Page last updated at: Wed, 25 January 2012 13:01 PM GMT Printable version

Opinions: Hugh Cudlipp lecture 2012

by Matthew Sanderson & Nick Ford

Jon Slattery

We asked some of those in the audience for the Hugh Cudlipp lecture 2012 how they felt about Jon Snow’s suggestion that print journalism should have an Ofcom-style regulator?

Lady Cudlipp:

“I don’t think it should be, I think every editor should decide that themselves. Having been an editor myself I think editors are important people and they should make up their own minds about what happens.”

Jon Slattery, former deputy editor of the Press Gazette:

“They will have to reorganise a voluntary system but I think they should make all major publishers join it. They will have to lay down some rules and give them more powers of investigation. I don’t think anybody has much stomach for statutory control, they want a voluntary system with a bit more clout than there has been in the past."

Jon Slattery
"I don’t think anybody has much stomach for statutory control, they want a voluntary system with a bit more clout than there has been in the past."

Bob Satchwell: Executive Director, Society of Editors:

"There will be change and the biggest danger is that you over-regulate something that we don’t know the scale of. What we do know is that some things were done that were very wrong but they were criminal things, nothing to do with the ethics or the Press Complaints Commission."

Bill Hagerty, former deputy editor of the Daily Mirror:

“He [Jon] was right when he said no serving editors should be on the complaints committee, it has always been a complaint, long before phone hacking. The industry funds it itself so its very difficult, even more difficult if you take it away because papers are going to say we are not represented and if they don’t fund it who funds it?
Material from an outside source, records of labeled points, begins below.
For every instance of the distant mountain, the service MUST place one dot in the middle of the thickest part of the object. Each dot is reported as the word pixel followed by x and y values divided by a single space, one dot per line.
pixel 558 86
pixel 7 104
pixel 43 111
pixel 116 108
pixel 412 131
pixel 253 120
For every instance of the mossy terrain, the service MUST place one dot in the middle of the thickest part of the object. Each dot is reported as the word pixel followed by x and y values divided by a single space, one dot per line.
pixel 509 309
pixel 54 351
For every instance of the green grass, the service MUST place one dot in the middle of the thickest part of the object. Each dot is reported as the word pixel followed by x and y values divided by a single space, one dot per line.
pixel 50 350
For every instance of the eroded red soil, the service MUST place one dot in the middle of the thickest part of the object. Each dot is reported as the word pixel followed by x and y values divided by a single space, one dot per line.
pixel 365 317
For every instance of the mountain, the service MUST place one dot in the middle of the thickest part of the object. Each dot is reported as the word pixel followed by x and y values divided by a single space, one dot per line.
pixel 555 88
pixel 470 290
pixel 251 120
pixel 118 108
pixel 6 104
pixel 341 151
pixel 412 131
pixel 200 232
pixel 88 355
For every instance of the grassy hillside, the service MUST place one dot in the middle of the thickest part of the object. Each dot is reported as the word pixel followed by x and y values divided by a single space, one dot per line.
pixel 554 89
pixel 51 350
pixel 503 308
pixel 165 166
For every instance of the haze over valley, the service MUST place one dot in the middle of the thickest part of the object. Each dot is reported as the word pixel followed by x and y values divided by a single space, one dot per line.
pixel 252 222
The citizens certainly won’t."

Philip Jacobson, Hugh Cudlipp Trustee:

“The PCC was so hopeless in the hacking case, they made no real investigation into it, no wonder they ended up looking like prats. They have to get rid of the present set up where they get in people who are not particularly knowledgeable about print."

Mihir Bose, author and journalist (Evening Standard, BBC, FT and Sunday Times):

“I hope he's right - particularly I hope that the wretched libel laws will be changed. Nothing has been more damaging to British journalism than our libel laws.”

Stephen Fay, Hugh Cudlipp Trustee:

“I think he is quite right, we have to regulate it. I think he is also right that it shouldn’t be statutory and it shouldn’t contain editors or indeed proprietors.”